Governance isn't just about ticking boxes or filling seats. In our communities, it's sacred. It's about how you carry yourself, how you serve your people, and whether your decisions reflect the values you claim to stand for. And right now, in too many spaces, we're getting it wrong.
I recently attended the Australian Institute of Company Directors course and learned governance isn't about ego — it's about responsibility, strategy, and trust. But across the Northern Territory, I've sat in too many boardrooms where that trust has been eroded — not through one big scandal, but through a steady drip of poor behaviour, unchecked bias, and silence when it mattered most.
In First Nations organisations, governance carries a different weight. It's not just corporate compliance — it's cultural stewardship. We're not just managing money or resources. We're protecting identity, upholding community trust, and influencing the futures of our kids and grandkids. Every decision we make ripples across kinship lines, across Country, across time.
And that's why conflict of interest isn't just a technicality. It's a test of integrity.
Let's be honest, our communities are deeply connected. We're cousins, colleagues, carers. You can't always avoid a connection — but you can declare it. You can step aside when it matters. And if you can't do that, you have no business sitting at the table.
The problem isn't that conflict of interest exists — it's when we pretend it doesn't. When we allow it to shape decisions behind closed doors. When we stay silent to protect our roles instead of protecting the people we represent.
And perception matters. In governance, it's not just about what's true — it's about what's seen. If community members think decisions are being made to benefit mates, family, or favourites, trust is already gone.

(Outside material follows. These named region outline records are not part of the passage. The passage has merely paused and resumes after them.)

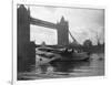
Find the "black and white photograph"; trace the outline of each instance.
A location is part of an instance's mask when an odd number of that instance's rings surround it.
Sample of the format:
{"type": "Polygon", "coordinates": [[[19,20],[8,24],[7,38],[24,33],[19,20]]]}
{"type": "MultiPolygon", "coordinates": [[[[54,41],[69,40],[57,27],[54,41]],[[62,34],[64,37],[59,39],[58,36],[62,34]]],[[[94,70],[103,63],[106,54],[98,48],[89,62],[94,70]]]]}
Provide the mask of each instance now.
{"type": "Polygon", "coordinates": [[[17,4],[17,79],[104,76],[104,9],[17,4]]]}

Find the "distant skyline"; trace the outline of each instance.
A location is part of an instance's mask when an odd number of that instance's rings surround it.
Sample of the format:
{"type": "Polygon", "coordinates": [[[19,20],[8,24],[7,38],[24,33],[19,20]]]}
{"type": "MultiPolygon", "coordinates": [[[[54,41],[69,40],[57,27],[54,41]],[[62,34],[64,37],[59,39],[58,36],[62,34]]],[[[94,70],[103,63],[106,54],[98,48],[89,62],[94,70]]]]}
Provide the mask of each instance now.
{"type": "MultiPolygon", "coordinates": [[[[52,23],[60,21],[63,15],[69,22],[69,30],[74,39],[82,44],[90,39],[93,44],[104,42],[104,10],[103,9],[81,9],[81,8],[56,8],[56,7],[33,7],[30,6],[32,18],[41,19],[52,23]]],[[[30,40],[37,44],[57,44],[57,30],[49,28],[30,25],[30,40]]],[[[71,36],[69,36],[72,42],[71,36]]]]}

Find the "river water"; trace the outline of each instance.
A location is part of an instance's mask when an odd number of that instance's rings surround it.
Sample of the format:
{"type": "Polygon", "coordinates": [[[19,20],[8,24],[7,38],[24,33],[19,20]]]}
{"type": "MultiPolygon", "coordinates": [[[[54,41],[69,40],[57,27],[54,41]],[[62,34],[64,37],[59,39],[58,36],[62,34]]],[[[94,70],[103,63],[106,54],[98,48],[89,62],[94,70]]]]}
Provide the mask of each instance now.
{"type": "Polygon", "coordinates": [[[32,66],[31,72],[19,73],[19,79],[67,78],[80,76],[104,75],[104,54],[90,55],[84,62],[54,62],[41,66],[32,66]]]}

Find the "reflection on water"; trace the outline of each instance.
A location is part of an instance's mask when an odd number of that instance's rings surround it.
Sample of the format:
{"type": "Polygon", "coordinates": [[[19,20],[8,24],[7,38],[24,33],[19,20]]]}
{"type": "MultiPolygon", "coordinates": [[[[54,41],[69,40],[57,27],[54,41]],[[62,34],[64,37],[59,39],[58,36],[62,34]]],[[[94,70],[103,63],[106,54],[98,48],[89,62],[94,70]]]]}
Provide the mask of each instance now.
{"type": "Polygon", "coordinates": [[[29,74],[26,73],[22,77],[37,79],[104,75],[104,54],[91,54],[90,61],[84,62],[53,62],[39,65],[29,74]]]}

And once trust is broken, rebuilding it takes more than words — it takes action.
We need to stop being defensive and start being brave.
Brave enough to keep live conflict of interest registers. Brave enough to question each other — respectfully, but directly. Brave enough to recognise when we're too close to make the call. That's not weakness. That's leadership.
Too often, our boards run on autopilot. The same people, the same voices, the same unspoken rules. That's not legacy. That's gatekeeping. We have to ask: who are we not inviting to the table — and why?
Young people are watching. Women are waiting. People with lived experience have been knocking on the door for years. We say we want change, but we still recycle the same names out of comfort and familiarity. That's not governance. That's resistance to progress.
This year's NAIDOC theme, The Next Generation: Strength, Vision & Legacy, is not just a celebration — it's a challenge. A challenge to step aside when needed, to lift others up, to build systems which reflect who we are as a people, not who we were told to be.
Governance done right should feel like safety. It should feel like inclusion. It should feel like responsibility — not power. And it should never be used as a shield for individual interests, ego, or exclusion.
If we truly believe in self-determination then we must lead with transparency, cultural accountability, and purpose. Not just for funding bodies or compliance reports — but for our communities. For our Elders. For our future leaders.
Good governance is cultural governance. It honours kinship and law. It protects relationships without compromising truth. And it ensures every decision made today reflects the values we want to see tomorrow.
We're not here to replicate the systems that have failed us. We're here to redesign them — grounded in culture, driven by integrity.
Let's govern the way we walk: with clarity, courage, and deep respect for the people we serve.
Our legacy depends on it.
Nicole Brown is a proud Larrakia woman and social activist whose primary aim is to advance Australia's First Nations peoples.